С чудовищной ясностью предстало мне все, что свершилось в этом доме. Я ходил по саду. Мимо липы, на которой когда-то прятался от Сони. Мимо ограды, на которую она влезла с ребенком. Страдальческая улыбка кривила мои губы. Сколько борьбы! Сколько мечтаний! И после всего этого — такой конец? Значит, для того были все отчаянные мои усилия, чтоб беда застигла меня с другой стороны, не с той, к какой я стоял лицом, готовый к отпору? Я боялся душевной болезни, боялся Невидимого, следившего за моей радостью, как тень, высланная адом, — и я одержал верх надо всем только для того, чтоб все отняла у меня коварная смерть?
Тогда я, конечно, еще не знал, еще не предвидел. Я думал, что явится смерть, о которой говорил Мильде. Вдруг: кончай мрачную прогулку! Меня обуял внезапный ужас! Вернись! Вернись! Уловить последний взгляд сына, ради которого я сделал все, что только в силах сделать человек, ради которого я отважился даже… на убийство!
Кати была с ребенком. Усердно меняла ледяные компрессы — один за другим! — на пылающем лобике. На меня она не обратила внимания. Я стоял рядом — она не замечала.
Еще одна бесконечная ночь, мы не спим и молчим, и еще один ужасный день, и новая страшная ночь. Мильде появлялся, как тень. Как тень, уходил, бросая какие-то обрывки фраз.

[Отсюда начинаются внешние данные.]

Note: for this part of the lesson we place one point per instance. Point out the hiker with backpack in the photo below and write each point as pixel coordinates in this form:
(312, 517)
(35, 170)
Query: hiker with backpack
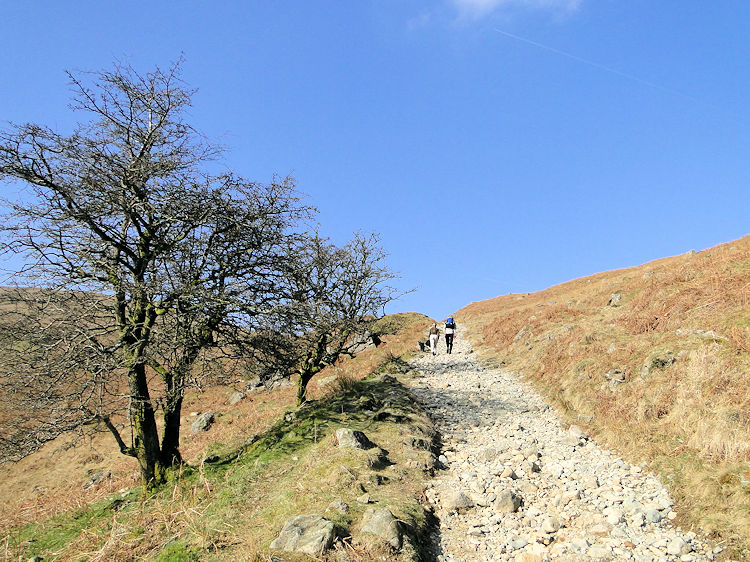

На шестой день он долго стоял над кроваткой. Трогал головку Пети, взглядывал на Кати, на меня. Уходя, процедил сквозь зубы:
— Кажется, вы его спасли…
Губы его кривило сострадание.
Спасли? Я ухватился за соломинку — и ужаснулся другой стороне этого спасения. Спасли? Но я еще надеялся. Мильде не знал чудес. А на чудо — последняя моя надежда.
Чуда не произошло. Никогда.
Кати выиграла бой. Губами на губах удержала душу маленького человека. Но разум его она удержать не смогла. В этом она не сдержала своей клятвы мертвой.